The German leads Ferrari’s Fernando Alonso by 90 points with four races remaining and should secure his fourth successive title.

There is debate in the sport, heavily reliant of the number of TV viewers it attracts, that Vettel’s current track dominance is boring the pants off fans.

CEO of the Bahrain International Circuit (BIC) Shaikh Salman bin Isa Al Khalifa said: “People are asking if it’s good or bad that Vettel keeps winning. The entertainment aspect is one way to look at it as once spectators see he’s turned the first corner they go ‘oh, he’s going to win it again’. But it’s not like it’s a walk in the park for him. It’s the strategy and tyres you have to take into consideration – everything is unpredictable. Let’s not take away from his victories.

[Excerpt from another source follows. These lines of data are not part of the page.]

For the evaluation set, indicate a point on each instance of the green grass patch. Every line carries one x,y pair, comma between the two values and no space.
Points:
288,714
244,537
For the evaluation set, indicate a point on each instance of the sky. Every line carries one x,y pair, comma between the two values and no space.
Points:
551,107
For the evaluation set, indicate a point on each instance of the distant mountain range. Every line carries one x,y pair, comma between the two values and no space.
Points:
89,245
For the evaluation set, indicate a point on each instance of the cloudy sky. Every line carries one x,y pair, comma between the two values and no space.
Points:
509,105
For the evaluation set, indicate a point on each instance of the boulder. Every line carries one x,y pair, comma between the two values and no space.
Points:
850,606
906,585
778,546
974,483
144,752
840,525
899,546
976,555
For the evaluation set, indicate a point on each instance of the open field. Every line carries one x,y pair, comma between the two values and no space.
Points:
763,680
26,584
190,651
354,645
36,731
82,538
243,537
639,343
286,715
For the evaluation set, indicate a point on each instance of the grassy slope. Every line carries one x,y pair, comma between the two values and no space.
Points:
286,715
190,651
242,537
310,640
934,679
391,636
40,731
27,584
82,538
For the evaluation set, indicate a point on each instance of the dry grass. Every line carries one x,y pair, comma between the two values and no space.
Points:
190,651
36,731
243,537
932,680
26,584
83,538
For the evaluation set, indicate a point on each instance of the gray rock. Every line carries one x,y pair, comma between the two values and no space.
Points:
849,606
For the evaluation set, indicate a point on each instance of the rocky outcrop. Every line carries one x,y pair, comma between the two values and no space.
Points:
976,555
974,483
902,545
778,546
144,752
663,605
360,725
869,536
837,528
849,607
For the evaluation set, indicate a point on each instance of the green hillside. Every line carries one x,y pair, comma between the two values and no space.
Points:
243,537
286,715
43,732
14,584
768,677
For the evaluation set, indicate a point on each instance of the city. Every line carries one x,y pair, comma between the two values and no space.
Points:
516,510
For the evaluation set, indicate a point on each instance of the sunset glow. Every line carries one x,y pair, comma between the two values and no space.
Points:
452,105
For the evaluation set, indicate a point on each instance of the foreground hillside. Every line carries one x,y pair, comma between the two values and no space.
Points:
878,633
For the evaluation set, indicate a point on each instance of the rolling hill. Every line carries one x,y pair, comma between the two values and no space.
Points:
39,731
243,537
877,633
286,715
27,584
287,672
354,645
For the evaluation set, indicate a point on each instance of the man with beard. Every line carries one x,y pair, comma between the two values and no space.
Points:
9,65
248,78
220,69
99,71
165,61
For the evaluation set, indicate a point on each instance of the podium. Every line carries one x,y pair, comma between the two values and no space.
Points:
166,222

“It’s been a fantastic season for Vettel, I also think it’s a great effort from the entire Red Bull team not just him.

“I have a lot of respect for him. I know him personally and he is a lovely guy. I saw him in Brazil after he won the third championship and he was very happy. To continue to have success you must have a hunger to succeed and that is something I think he still has, regardless of whether people ask if he is good for the sport, or not.

“I don’t think that will make him less hungry to win races. I think that is what fuels him more than anything – he wants to be the best.”

To make matters worse, the German has been booed at various races since an incident at the Malaysian Grand Prix when, having been told to hold station behind his teammate Mark Webber, he mounted an attack and overtook him for the win.

That initial outburst and one that followed in Canada have been attributed to unsportsmanlike behaviour. However, subsequent heckling, at both Monza and Singapore, has also been seen as a reaction to Vettel’s dominance of the sport.

In Singapore last month, the 26-year-old German was a lap quicker than his rivals.

Such a dominant display prompted Mercedes’s Lewis Hamilton to suggest after the recent Korean Grand Prix that Vettel’s success was sending some fans in Europe, who got up early to watch the Asian races, back to bed because they already knew who was going to win.

Shaikh Salman’s predecessor at the BIC, Martin Whittaker, now running a sports and business consultancy operation in the kingdom, remains close to many of the movers and shakers in the sport and reckons it has been a ‘pretty impressive season’ so far.

“It’s marked by three things in my opinion,” he said. “One, the performance of the Infiniti Red Bull car during the last five races, two, Vettel’s sheer driving discipline behind the wheel and, thirdly, the slightly unfortunate situation with Mark Webber. He didn’t need to do that to Webber. Those are the stand out points for me this season.

“It’s not so much Vettel and Red Bull, it’s about the rest of the teams playing catch up. There is no doubt about it, a lot of people are beginning to turn off but we can’t blame that on Vettel and the team.

“I like Vettel, I think he has been a breath of fresh air over the last few seasons and he is an inspiration to young drivers.

“He is a very special guy. He is a young lad who got to where he is by having a prodigious talent.”

When Vettel addressed the issue after Singapore, he said: “Some people like what we do, some people don’t. If they boo, it’s a compliment – that’s the way I take it, they are jealous because I win. As long as they keep booing we’re doing a very good job, that’s the way I see it.”

Red Bull principal Christian Horner recently painted a different picture. “He’s a human being, he’s 26 years of age and is travelling around the world on his own. He doesn’t have a big entourage of managers and press advisers and gurus, it’s him and his trainer and he’s a young guy.

“When you get a negative reaction when you have driven your heart out, no matter what he says, of course you feel it. I think it has been hugely unfair, because I don’t think it has been justified.

“Our target is to try to carry this momentum into the last four races. I don’t think any of us could have imagined that he would have had the run of success that he has. The way he’s driving at the moment is quite supreme.”

The sport has seen it all before, when another German was behind the wheel and won seven championships.

However, many sports analysts believe he will crush Michael Schumacher’s record … the big question is, will all the fans stay on-board to witness it?